Para compreender a situação que envolveu a decisão do TSE e as manifestações dos artistas, o iG Gente conversou com dois especialistas da área e um coletivo de defesa da liberdade dos artistas.

Para o cientista social Fábio Luporini, a arte tem diversas funções sendo algumas delas a função de entreter, de satirizar, criticar e ironizar. Caberá ao artista decidir em qual intenção pretende enquadrar o próprio trabalho. Segundo ele, a manifestação política não é um dever do artista.

“É preciso respeitar aqueles que usam a própria arte para se manifestar politicamente e aqueles que desejam não fazê-lo. A arte não precisa se manifestar politicamente. A gente pode entendê-la pela função do entretenimento.”

Paula Lavigne e Caetano Veloso
Reprodução

Paula Lavigne e Caetano Veloso fazem parte do Coletivo 342 Artes

O coletivo 342 Artes, um projeto de artistas brasileiros que combatem a censura às manifestações políticas e culturais, enxerga por outro ângulo. Para a coordenadora do coletivo, Mari Stockler, a não manifestação pode acabar virando contra o artista futuramente e ainda defende que em tempos em que a arte é ameaçada artistas devem defendê-la.

“Em tempos de restrição de direitos e de liberdades como a que estamos vivendo hoje no Brasil, o artista deveria, primeiro, defender a liberdade de se expressar e de fazer sua arte.
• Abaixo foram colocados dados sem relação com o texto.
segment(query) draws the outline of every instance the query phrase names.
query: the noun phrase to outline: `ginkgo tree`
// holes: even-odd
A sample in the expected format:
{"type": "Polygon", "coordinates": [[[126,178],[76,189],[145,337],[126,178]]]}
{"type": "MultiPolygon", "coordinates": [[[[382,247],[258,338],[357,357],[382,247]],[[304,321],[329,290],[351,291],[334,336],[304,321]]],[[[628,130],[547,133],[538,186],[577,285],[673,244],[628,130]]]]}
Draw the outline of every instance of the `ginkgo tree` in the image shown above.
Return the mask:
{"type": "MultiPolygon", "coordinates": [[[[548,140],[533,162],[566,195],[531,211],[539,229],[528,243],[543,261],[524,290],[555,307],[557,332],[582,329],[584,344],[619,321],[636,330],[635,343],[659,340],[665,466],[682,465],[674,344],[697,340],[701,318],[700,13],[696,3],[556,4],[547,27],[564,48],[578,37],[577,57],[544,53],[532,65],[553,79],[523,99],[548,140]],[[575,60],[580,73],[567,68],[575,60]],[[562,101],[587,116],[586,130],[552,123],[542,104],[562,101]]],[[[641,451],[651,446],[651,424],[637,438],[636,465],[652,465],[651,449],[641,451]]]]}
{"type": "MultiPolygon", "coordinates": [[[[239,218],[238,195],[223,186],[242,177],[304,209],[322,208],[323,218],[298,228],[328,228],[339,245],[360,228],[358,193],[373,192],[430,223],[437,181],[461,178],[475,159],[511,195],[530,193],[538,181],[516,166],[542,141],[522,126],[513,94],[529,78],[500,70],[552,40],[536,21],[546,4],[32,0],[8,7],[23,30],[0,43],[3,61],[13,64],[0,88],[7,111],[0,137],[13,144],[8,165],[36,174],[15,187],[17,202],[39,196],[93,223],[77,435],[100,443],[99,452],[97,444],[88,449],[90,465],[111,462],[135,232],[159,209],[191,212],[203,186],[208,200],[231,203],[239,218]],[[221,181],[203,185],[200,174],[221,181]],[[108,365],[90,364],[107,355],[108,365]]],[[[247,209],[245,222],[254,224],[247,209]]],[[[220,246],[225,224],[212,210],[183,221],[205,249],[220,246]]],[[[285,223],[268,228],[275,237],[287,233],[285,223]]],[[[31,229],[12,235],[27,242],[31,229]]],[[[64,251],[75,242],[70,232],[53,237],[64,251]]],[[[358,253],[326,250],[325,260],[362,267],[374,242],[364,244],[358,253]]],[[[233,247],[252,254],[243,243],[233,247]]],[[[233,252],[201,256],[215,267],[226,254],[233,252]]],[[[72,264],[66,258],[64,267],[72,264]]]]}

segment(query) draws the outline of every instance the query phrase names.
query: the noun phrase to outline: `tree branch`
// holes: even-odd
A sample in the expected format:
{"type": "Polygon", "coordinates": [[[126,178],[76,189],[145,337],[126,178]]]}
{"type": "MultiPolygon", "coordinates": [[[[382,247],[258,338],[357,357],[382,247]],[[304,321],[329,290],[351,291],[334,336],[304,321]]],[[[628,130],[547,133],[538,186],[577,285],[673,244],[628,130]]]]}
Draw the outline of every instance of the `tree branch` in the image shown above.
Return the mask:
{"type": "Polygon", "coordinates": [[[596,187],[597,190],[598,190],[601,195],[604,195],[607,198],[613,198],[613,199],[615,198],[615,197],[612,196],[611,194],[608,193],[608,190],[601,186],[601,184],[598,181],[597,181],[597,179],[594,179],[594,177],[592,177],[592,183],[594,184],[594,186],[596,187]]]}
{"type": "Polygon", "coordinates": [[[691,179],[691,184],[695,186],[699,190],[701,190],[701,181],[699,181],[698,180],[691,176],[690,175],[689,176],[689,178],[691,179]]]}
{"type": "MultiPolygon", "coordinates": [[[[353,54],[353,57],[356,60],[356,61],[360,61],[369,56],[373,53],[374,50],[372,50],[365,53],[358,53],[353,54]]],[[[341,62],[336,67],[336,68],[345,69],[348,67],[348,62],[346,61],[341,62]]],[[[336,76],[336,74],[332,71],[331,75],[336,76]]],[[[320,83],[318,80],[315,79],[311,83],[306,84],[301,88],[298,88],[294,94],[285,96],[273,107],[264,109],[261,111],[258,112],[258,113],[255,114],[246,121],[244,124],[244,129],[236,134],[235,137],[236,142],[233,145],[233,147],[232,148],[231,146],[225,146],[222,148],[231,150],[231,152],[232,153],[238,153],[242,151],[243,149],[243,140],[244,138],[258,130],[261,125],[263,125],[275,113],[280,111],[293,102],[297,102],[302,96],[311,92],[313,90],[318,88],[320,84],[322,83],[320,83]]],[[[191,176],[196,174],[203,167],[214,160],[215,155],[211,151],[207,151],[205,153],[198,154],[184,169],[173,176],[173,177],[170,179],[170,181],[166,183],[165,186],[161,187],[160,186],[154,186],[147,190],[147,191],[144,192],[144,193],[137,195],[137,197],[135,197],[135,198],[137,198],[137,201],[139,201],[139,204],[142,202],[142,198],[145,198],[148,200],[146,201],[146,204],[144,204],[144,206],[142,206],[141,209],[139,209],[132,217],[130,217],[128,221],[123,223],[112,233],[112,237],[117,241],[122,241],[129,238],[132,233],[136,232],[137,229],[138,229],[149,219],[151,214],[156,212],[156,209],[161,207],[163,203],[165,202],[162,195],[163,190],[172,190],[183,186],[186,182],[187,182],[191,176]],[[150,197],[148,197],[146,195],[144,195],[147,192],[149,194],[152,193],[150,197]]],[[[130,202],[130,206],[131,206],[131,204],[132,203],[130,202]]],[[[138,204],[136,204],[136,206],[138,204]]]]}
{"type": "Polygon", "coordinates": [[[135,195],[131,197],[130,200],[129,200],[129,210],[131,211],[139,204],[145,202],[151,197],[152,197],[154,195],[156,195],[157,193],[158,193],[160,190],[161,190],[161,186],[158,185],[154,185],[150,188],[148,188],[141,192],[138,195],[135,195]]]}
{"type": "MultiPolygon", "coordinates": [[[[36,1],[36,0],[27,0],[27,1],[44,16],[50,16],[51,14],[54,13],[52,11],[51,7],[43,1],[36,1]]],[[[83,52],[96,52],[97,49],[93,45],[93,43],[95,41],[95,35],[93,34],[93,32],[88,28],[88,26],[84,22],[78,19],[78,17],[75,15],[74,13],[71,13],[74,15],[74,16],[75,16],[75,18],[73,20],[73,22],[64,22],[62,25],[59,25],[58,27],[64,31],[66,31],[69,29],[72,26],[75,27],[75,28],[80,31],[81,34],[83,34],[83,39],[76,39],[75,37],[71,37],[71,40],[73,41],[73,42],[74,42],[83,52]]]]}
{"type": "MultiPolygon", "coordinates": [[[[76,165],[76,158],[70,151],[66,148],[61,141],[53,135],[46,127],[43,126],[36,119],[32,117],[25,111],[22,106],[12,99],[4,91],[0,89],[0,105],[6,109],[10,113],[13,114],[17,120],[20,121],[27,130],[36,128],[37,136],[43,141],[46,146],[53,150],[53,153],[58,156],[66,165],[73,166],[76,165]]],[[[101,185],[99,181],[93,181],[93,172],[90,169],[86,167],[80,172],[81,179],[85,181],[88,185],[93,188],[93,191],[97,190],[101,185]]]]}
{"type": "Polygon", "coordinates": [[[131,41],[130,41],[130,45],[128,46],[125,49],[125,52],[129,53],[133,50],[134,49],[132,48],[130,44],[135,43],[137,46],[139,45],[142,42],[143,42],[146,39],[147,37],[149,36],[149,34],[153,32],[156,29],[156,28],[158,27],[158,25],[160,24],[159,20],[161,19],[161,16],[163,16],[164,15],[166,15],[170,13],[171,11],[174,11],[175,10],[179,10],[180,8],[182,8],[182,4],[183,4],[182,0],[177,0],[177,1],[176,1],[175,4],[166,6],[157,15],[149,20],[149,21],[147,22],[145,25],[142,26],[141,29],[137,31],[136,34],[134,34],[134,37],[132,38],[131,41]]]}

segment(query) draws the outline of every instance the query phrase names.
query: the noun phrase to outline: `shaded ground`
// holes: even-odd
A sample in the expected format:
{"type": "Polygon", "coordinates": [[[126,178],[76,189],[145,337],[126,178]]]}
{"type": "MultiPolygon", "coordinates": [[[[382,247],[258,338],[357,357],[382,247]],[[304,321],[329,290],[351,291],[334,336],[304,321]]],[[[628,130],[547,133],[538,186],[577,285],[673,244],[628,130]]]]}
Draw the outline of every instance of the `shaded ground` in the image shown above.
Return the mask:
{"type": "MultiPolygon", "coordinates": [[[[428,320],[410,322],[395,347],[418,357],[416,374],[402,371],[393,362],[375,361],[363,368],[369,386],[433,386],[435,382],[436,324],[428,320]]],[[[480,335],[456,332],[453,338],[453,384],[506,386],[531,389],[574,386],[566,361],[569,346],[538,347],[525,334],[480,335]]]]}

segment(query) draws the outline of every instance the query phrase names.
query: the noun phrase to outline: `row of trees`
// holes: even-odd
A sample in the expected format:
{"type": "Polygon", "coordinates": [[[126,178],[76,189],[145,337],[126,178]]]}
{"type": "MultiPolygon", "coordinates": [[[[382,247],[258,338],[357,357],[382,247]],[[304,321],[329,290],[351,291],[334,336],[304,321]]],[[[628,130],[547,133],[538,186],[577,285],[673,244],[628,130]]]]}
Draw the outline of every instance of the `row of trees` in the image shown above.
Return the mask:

Isso não quer dizer que bons artistas que não se posicionam sejam maus artistas. Mas a história não perdoará, no futuro, a neutralidade no presente. E artistas que estão em silêncio hoje poderão sofrer críticas no futuro”, aponta.

Segundo o argumento do partido de Bolsonaro, as manifestações no festival Lollapalooza se enquadram como campanha eleitoral antecipada. No Brasil, em ano eleitoral, algumas situações são proibidas por lei, como, por exemplo, o "showmício".

Para o mestre em Direito e diretor executivo da ABONG (Organizações em Defesa dos Direitos e Bens Comuns), Henrique Botelho, é preciso ter cuidado ao analisar situações que envolvem protestos de artistas. Para ele, o ocorrido no Lollapalooza se enquadra como um direito de liberdade de expressão individual.

“Considerando que artistas são cidadãos, eles têm o pleno direito no regime democrático brasileiro de manifestar o pensamento, expressão e opinião. Então qualquer manifestação de desabono, de crítica aos governantes se enquadra no exercício normal da liberdade de expressão e opinião”, explica.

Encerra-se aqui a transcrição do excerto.